Détournant les marques et les codes publicitaires, ces casseurs de pub parviennent à capter l’attention sur-sollicitée du consommateur pour alerter le citoyen sur les dégâts que le matraquage publicitaire produit via notamment la télévision et l’affichage. « Vous savez ce qu’on mange ici ? » affiche-t-on à côté de l’enseigne de McDonald. Ou à côté du slogan Think different du fabricant d’ordinateurs Apple, on place une photo de manifestants cernés par la police. L’association Paysages de France a comme objectif de préserver le paysage français de l’agression publicitaire. Casseurs de pub est plus ambitieux et a déjà lancé plusieurs opérations comme la Journée sans achat, la Semaine sans télé et la Rentrée sans marques, pour essayer de contrer l’idéologie publicitaire. Leur dernière cible est la formule 1.
Ces faiseurs d’antipub sont pour la plupart issus des rangs de la publicité elle-même. « Ceux qui sont rémunérés par la publicité sont les mieux placés pour réfléchir à ses dégâts et à son devenir totalitaire », affirme Dominique Quessada, créatif publicitaire et auteur de La société de consommation de soi, en assumant ouvertement ce paradoxe apparent [1].
« Ce qui rend difficile l’envahissement publicitaire, c’est l’impossibilité de comparer. Les plus jeunes ne peuvent comparer à rien le monde de la publicité, ni dans l’espace (elle est partout), ni dans le temps (ils sont trop jeunes pour avoir connu autre chose) », avertit Jean-Pierre Meunier, professeur de communication à l’UCL [2]. Le monde publicitaire, en ignorant les rapports sociaux de coopération ou de solidarité, coince les jeunes entre une voix autoritaire et leur « moi » désireux. « On n’a jamais vu des personnages de publicité se posant des questions et capables d’en débattre », conclut- il.
Et les ONG là-dedans ? Entre rentabilité et prétention éducative, leur coeur balance. Enfin, le coeur de certaines a déjà balancé dans le camp de la publicité persuasive et soyeuse, sans trop d’état d’âme. « Lorsqu’on découvre que, dans de nombreuses parties du monde, on ne s’amuse guère et l’on meurt même de faim, on apaise sa mauvaise conscience par un grand spectacle récréatif de bienfaisance qui permettra de recueillir des fonds pour les enfants noirs, paraplégiques et squelettiques » écrit Umberto Eco [3]. Il exagère un rien, peut-être, mais il n’a pas tout à fait tort. On connaît déjà tellement bien la chanson que des publicitaires n’hésitent plus à parodier les publicités pour les causes humanitaires. Ainsi, dans une réclame pour voiture allemande, un « enfant malheureux » s’y voit conduire à l’école un jour de neige intense, tant la tenue de route de la voiture de ses parents est bonne.

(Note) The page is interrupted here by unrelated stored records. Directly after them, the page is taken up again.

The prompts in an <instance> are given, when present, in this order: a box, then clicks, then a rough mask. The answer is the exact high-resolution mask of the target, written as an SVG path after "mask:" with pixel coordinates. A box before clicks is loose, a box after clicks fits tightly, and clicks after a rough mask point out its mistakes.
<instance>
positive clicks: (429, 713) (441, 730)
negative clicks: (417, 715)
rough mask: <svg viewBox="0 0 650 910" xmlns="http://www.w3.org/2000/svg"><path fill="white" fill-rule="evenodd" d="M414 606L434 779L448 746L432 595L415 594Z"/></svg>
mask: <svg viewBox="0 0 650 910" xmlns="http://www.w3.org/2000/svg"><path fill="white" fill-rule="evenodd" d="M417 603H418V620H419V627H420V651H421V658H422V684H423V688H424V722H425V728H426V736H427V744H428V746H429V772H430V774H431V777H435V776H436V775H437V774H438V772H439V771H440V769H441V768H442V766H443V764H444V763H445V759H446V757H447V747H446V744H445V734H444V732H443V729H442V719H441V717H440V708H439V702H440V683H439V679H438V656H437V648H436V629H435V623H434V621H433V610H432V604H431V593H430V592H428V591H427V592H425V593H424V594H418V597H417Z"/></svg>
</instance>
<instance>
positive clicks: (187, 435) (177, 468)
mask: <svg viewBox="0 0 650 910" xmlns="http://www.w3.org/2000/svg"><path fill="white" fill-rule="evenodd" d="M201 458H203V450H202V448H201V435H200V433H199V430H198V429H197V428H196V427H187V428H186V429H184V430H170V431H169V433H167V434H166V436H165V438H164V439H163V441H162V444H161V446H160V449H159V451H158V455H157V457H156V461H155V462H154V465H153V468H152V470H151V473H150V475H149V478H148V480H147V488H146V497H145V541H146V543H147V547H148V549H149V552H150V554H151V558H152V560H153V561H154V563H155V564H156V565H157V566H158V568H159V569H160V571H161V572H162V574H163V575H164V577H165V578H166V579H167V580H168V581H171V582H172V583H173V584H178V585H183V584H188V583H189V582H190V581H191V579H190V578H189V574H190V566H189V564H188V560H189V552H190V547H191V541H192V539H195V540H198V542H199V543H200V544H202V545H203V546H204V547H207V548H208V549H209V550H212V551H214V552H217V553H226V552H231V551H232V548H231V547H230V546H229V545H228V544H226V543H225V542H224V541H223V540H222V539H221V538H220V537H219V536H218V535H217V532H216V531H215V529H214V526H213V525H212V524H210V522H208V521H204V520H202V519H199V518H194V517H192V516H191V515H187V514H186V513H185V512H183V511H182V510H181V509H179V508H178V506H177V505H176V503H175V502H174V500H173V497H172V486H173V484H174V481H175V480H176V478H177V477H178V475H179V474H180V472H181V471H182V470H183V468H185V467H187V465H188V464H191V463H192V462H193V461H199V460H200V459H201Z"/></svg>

Manquant de moyens, les petites ONG ne tiennent nul discours publicitaire. Mais certains publicitaires ne manquent pas de leur proposer de se rattraper à travers l’achat de fichiers d’adresses ou autres opérations du style. « Nous, on se charge de tout concernant le mailing, mais au dessus d’un tel montant les revenus nous reviennent ». Devant des telles pratiques, il faudrait manifestement récupérer l’action répulsive des vieilles publicités pour ratières.